Waste products from winemaking

If you live near a winemaker, you can use grape residues to acidify the soil. These waste products are created when wine is pressed. The fermentation substances and pure grape acids contained therein are responsible for lowering the pH value. Unfortunately, these waste products can only be obtained through a winemaker. Similar to coffee grounds, they also have a fertilizing effect. Therefore, you should not apply them in any large quantities to avoid over-fertilization.

Certain plants

Some plants can also influence the soil quality or lower the pH value of the soil. They have a certain tolerance towards alkaline or basic soils and usually prefer them. These include some evergreen shrubs such as boxwood or Californian lilac, deciduous plants such as forsythia, lilac and prairie squash, and some perennial shrubs such as hellebore (Helleborus).

However, these plants can only develop their effect if, after they have died, the dead plant material remains on the ground and it is returned to it in this way. What follows is a very slow lowering of the pH.

Tip:This method is probably the most tedious way to acidify the soil. If organic substances are involved, patience is generally required.

Coffee grounds

A home remedy found in almost every household can increase the acidic properties of a soil and thus lower the pH value in a completely natural way.
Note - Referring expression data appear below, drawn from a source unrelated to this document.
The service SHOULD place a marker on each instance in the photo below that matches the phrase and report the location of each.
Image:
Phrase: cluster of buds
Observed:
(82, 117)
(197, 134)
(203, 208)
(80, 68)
  • Coffee grounds can be used pure
  • Or as a mixture with shredded softwood or leaves
  • Coffee grounds contain many important nutrients
  • It is a valuable fertilizer, especially for bog plants
  • The set mainly contains potassium, phosphorus and nitrogen in significant quantities
  • Work the dried substance into the surface of the soil
Tip: Coffee grounds should definitely be dried before spreading, because damp grounds tend to go moldy.
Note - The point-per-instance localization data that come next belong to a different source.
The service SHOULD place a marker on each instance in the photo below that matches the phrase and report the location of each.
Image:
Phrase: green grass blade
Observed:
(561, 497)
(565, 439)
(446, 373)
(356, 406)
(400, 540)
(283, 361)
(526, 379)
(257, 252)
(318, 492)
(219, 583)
Mulch not only protects against unloved weed growth and the soil from drying out, it also has an impact on the nature of the soil, as it can lower the pH value. This can be a two to three centimeter thick layer of the chopped wood of various conifers including needles or oak leaves as well as bark mulch, sawdust or lawn clippings. Lawn clippings should be slightly withered before application. The mulch layer has to be renewed after about two years.

Coniferous earth

If you need acidic soil, then coniferous soil is the right choice. The earth directly under conifers is called coniferous earth. It can be removed and placed in the soil at the desired location, where it then gradually makes it acidic. The removed soil can be refilled with normal garden soil. This method is particularly suitable for long-term results, because the decomposition process of organic materials takes a lot of time. For larger areas, the introduction of acidic humus from chopped conifers is more recommended.
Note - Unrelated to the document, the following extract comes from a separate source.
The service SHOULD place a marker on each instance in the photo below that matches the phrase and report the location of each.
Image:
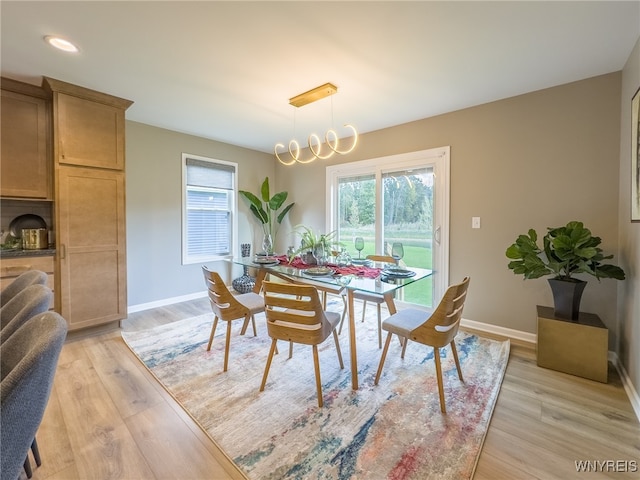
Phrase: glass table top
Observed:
(391, 278)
Tip: Coniferous soil should always come from conifers in your own garden. Extraction from forests is prohibited.

Pure oak leaf compost

If you have a large oak in your garden, you have another useful helper to make the soil acidic. Pure oak leaves are a good alternative to special compost. It is very acidic by nature, which increases during the decomposition process. However, the composting process takes about two years. The finished compost is then worked flat into the soil.

Tip:Oak leaves on busy roads should not be used. It usually has a high level of pollutants.

Special compost

Another inexpensive and environmentally friendly way to make the garden soil acidic with home remedies is to prepare a special compost mixture. For this you need different organic components, which together have a strong acidic effect. You mix the bark, needles and sawdust of coniferous wood with the leaves of chestnut, walnut and oak as well as horn shavings and coffee powder. This special compost is also a very good fertilizer.

The pH value of the garden soil can determine whether plants will thrive or spoil. It should be neither too high nor too low and it should suit the needs of the respective plants. This is the only way to achieve healthy growth. Otherwise, it can be improved accordingly with various home remedies, which, however, can take some time.